Sister Sara Femme, a bio-female member of the order, joined the Sisters of Perpetual Indulgence after interacting with them in several community events.

She said joining the order for her was inevitable, because she was so enchanted by the Sisters.

“I was very, very attracted to them,” she said. “I just wanted to climb all up on them. It was almost narcotic.”

Sister Sara Femme said the mission of the Sisters is to serve the community in every capacity.

“We stand for them. We stand for you,” she said. “We’re here to fight off the bull.”

Sister Sara Femme is producing a play in November to support San Francisco Women Against Rape. The kinky cabaret show, called “Puss In Boots,” will take the stage Nov. 7 through 10 in San Francisco. Other projects include supporting the San Francisco Women’s Community Clinic, which the Sisters issued grants to.

“The Sisters have been amazing spokespeople for the clinic,” said Carlina Hansen, executive director of the clinic. “They are advocates for having responsible and essential information about health and sexuality disseminated in the community. They, in all of their fantastic energy and dedication, bring attention to causes like ours, provoking people to ask questions.”

Hansen appreciates the Sisters’ role as pious figureheads as well as activists.

“They are a religious order of the most amazing kind — carrying a message that is filled with fun and a little bit of debauchery,” she said. “They are keystones in the queer community and for the Women’s Community Clinic and we love them.”

Reactions to the Sisters vary.

Sister Constance Craving said that misunderstanding is the most common reason for rejection.

“[People] just see people not fitting into the role of normal and had a strong reaction to that,” Sister Constance Craving said. “Around this time of the year, it gets much easier [because of Halloween].”

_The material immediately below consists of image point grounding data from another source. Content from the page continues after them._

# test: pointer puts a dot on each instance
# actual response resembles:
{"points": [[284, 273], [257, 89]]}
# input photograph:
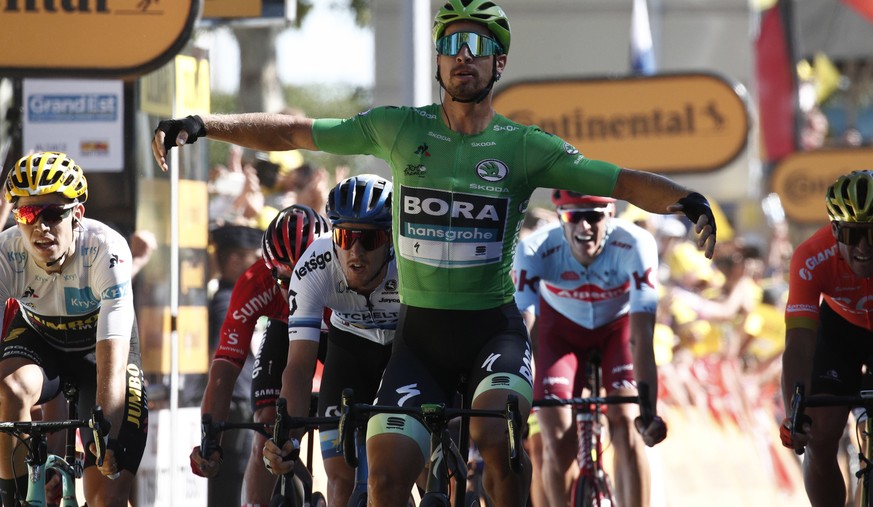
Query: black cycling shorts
{"points": [[436, 351], [81, 367], [841, 350], [352, 362]]}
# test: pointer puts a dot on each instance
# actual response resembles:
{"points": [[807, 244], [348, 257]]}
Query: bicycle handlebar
{"points": [[98, 424], [643, 399]]}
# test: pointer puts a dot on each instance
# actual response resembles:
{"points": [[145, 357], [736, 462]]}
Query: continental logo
{"points": [[134, 395], [667, 123], [94, 32], [801, 180]]}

“We get a little bit of everything — we’re not Joe Blow on the street,” Sister Sara Femme said.

She said that because each Sister has a secular identity, it makes people’s wariness easier to absorb.

As one of the few biological females in the sisterhood, Sara Femme encounters gender prejudices, she said. People are often confused and inquire about her gender.

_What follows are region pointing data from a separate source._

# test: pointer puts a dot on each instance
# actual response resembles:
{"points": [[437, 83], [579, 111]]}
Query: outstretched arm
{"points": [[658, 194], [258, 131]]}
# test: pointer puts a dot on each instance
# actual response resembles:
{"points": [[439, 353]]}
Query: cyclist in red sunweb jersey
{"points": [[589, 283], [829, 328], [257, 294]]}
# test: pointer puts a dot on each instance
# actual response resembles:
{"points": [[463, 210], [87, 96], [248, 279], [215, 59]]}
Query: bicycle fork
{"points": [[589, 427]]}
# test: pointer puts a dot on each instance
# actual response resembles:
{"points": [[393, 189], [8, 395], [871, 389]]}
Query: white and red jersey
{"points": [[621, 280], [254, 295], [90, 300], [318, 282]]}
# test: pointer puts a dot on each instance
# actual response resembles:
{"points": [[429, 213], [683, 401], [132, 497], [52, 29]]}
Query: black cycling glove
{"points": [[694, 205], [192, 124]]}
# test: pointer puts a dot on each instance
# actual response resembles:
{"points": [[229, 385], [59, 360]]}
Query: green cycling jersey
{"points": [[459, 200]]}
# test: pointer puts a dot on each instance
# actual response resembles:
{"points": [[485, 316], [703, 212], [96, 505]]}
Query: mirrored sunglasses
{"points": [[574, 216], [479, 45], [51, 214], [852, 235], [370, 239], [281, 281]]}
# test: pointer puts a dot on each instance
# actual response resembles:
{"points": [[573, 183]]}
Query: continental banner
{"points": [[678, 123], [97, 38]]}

“Unless we’re having sex it doesn’t matter,” she said. “I’m a nun, period.”

A common reaction to the Sisters is criticism that they are mocking the Catholic Church. This isn’t true, they said, explaining that each Sister is dedicated to bettering her community and fulfilling three primary goals: education, ministry and entertainment.

“The most important thing for people to understand about the organizations is that we are nuns, we do take vows, and those vows are for life,” Sister Eunice X said.

In addition to raising funds, the Sisters do a great deal of community outreach. Bond ministry and street ministry involve the Sisters going to bars or walking down the street, respectively, and lending an open ear or a hug to anyone in need.

“It’s kind of like outreach with a Sister twist on it,” Sister Constance Craving said.

The Sisters of Perpetual Indulgence are civil rights activists working to protect and educate their communities.

“All individuals should be able to live their lives in whatever way brings them the most joy … as long as they’re not bringing any harm to anyone,” Sister Eunice X said. “There is no room for guilt or shame.”